# Why is Binary Heap Preferred over BST for Priority Queue?

• Difficulty Level : Medium
• Last Updated : 28 Jun, 2022

A typical Priority Queue requires following operations to be efficient.

1. Get Top Priority Element (Get minimum or maximum)
2. Insert an element
3. Remove top priority element
4. Decrease Key

A Binary Heap supports above operations with following time complexities:

1. O(1)
2. O(Logn)
3. O(Logn)
4. O(Logn)

A Self Balancing Binary Search Tree like AVL Tree, Red-Black Tree, etc can also support above operations with same time complexities.

1. Finding minimum and maximum are not naturally O(1), but can be easily implemented in O(1) by keeping an extra pointer to minimum or maximum and updating the pointer with insertion and deletion if required. With deletion we can update by finding inorder predecessor or successor.
2. Inserting an element is naturally O(Logn)
3. Removing maximum or minimum are also O(Logn)
4. Decrease key can be done in O(Logn) by doing a deletion followed by insertion. See this for details.

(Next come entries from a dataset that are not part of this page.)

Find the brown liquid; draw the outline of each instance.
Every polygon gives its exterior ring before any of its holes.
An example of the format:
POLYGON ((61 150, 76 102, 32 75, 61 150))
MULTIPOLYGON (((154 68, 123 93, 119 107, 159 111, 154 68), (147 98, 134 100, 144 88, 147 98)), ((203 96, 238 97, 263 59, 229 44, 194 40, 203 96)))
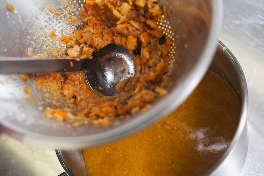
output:
POLYGON ((84 150, 90 175, 201 175, 214 164, 234 134, 240 109, 223 80, 208 72, 180 107, 131 137, 84 150))

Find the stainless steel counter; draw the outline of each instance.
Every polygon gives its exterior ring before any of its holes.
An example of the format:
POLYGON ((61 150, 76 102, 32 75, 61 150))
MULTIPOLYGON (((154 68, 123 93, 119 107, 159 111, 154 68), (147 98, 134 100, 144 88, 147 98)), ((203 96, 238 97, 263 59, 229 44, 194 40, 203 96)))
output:
MULTIPOLYGON (((236 55, 249 89, 249 144, 241 175, 264 175, 264 0, 223 1, 219 38, 236 55)), ((63 172, 54 150, 0 136, 0 175, 56 176, 63 172)))

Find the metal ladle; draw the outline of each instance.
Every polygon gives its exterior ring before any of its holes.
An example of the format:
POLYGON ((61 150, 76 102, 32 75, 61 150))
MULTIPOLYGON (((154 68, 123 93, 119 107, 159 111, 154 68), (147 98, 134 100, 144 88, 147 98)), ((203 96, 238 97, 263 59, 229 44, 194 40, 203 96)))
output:
POLYGON ((93 58, 0 57, 0 74, 35 73, 84 70, 92 89, 104 96, 118 92, 116 86, 133 77, 133 58, 123 46, 112 43, 92 53, 93 58))

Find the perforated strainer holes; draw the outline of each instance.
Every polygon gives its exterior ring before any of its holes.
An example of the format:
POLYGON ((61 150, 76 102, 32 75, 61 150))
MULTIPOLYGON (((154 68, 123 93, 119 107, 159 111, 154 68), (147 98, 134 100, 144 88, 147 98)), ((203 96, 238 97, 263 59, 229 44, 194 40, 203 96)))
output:
POLYGON ((161 19, 158 20, 157 24, 159 25, 159 28, 162 30, 163 34, 166 35, 167 38, 170 39, 171 47, 168 58, 169 63, 170 64, 171 63, 174 62, 175 61, 175 56, 176 54, 175 49, 176 47, 174 43, 175 40, 174 37, 174 33, 171 30, 172 27, 170 25, 169 22, 166 19, 164 15, 162 15, 161 19))

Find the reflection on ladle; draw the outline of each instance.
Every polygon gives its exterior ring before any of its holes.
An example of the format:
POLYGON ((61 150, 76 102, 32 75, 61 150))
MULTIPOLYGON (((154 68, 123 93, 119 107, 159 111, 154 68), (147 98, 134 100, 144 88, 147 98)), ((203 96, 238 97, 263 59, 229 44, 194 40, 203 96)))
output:
POLYGON ((92 89, 105 96, 112 95, 123 90, 122 86, 126 85, 124 82, 135 74, 133 58, 123 46, 112 43, 99 50, 96 50, 92 55, 91 59, 0 57, 0 74, 84 70, 92 89))
POLYGON ((133 58, 123 46, 112 43, 92 56, 86 74, 91 88, 99 94, 110 96, 118 92, 117 85, 135 74, 133 58))

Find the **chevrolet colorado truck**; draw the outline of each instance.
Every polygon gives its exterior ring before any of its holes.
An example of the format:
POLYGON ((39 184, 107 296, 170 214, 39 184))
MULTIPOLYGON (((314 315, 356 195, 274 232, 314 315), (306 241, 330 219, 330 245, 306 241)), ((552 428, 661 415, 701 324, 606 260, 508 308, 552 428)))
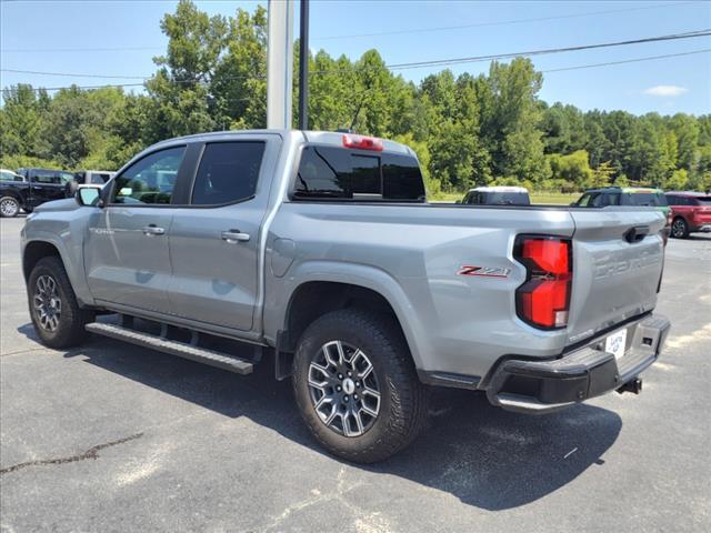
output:
POLYGON ((402 144, 221 132, 41 205, 22 260, 48 346, 91 332, 241 374, 272 358, 314 438, 374 462, 418 435, 432 386, 524 413, 639 392, 670 326, 653 314, 664 223, 433 204, 402 144))
POLYGON ((31 213, 43 202, 67 198, 71 172, 49 169, 19 169, 20 180, 0 181, 0 217, 12 218, 31 213))

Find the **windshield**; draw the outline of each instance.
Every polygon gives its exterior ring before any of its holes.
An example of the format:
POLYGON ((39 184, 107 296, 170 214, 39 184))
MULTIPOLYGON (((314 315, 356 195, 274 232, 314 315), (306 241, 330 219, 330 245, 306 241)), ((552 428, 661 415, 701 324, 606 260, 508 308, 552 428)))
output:
POLYGON ((661 192, 627 192, 623 198, 623 205, 650 205, 654 208, 669 205, 667 197, 661 192))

So why is Binary Heap Preferred for Priority Queue?

• Since Binary Heap is implemented using arrays, there is always better locality of reference and operations are more cache friendly.
• Although operations are of same time complexity, constants in Binary Search Tree are higher.
• We can build a Binary Heap in O(n) time. Self Balancing BSTs require O(nLogn) time to construct.
• Binary Heap doesn’t require extra space for pointers.
• Binary Heap is easier to implement.
• There are variations of Binary Heap like Fibonacci Heap that can support insert and decrease-key in Θ(1) time

Is Binary Heap always better? Although Binary Heap is for Priority Queue, BSTs have their own advantages and the list of advantages is in-fact bigger compared to binary heap.

• Searching an element in self-balancing BST is O(Logn) which is O(n) in Binary Heap.
• We can print all elements of BST in sorted order in O(n) time, but Binary Heap requires O(nLogn) time.
• Floor and ceil can be found in O(Logn) time.
• K’th largest/smallest element be found in O(Logn) time by augmenting tree with an additional field.